As a leader, it is critical to get to the heart of what is going on. Though such conversations can be challenging, the temporary discomfort is worth the long-term benefit.

“One happy person can affect a thousand people,” says Jackie Ruka, author of Get Happy and Create a Kick Butt Life! and founder of the Get Happy Zone—a personal and professional development organization. “An unhappy person can often have a similar and more deleterious effect.”

Ruka notes that happier employees are more productive and willing to work toward an organization’s goals and mission. Translated into numerical terms, she states that a mere 1% rise in productivity can increase sales $80,000 to $120,000 per month in a midsize organization.

Anger management and conflict resolution expert Janet Pfeiffer, president and CEO of Pfeiffer Power Seminars, suggests assembling your group and asking each person to identify three things they are unhappy about and what improvement they would like to see.
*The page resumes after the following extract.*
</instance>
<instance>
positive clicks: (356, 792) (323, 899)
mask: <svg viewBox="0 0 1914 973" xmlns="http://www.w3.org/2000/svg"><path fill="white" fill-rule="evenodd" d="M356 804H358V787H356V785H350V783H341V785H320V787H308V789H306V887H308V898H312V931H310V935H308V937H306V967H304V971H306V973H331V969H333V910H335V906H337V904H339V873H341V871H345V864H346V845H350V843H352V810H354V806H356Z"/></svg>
While not all recommended changes may be possible, the team may be able to come up with feasible solutions. At the very least, a good manager will help employees learn how to better work under the current conditions.

Pfeiffer also sees value in one-on-one discussions to make certain each employee has the proper training, materials, time and help to complete tasks.

“By taking the time to speak with each worker, the manager demonstrates a real concern for the well-being of each person and not simply production,” Pfeiffer says. “When employees feel valued, listened to, and their needs are considered a priority, they are more willing to work hard and go the extra mile when needed. This one simple strategy benefits each worker as well as the company in general.”

Finally, reflect a moment on your own happiness level. Your attitude and behavior set a tone, so consider the effort spent on increasing your well-being to be an investment in your team’s satisfaction, too.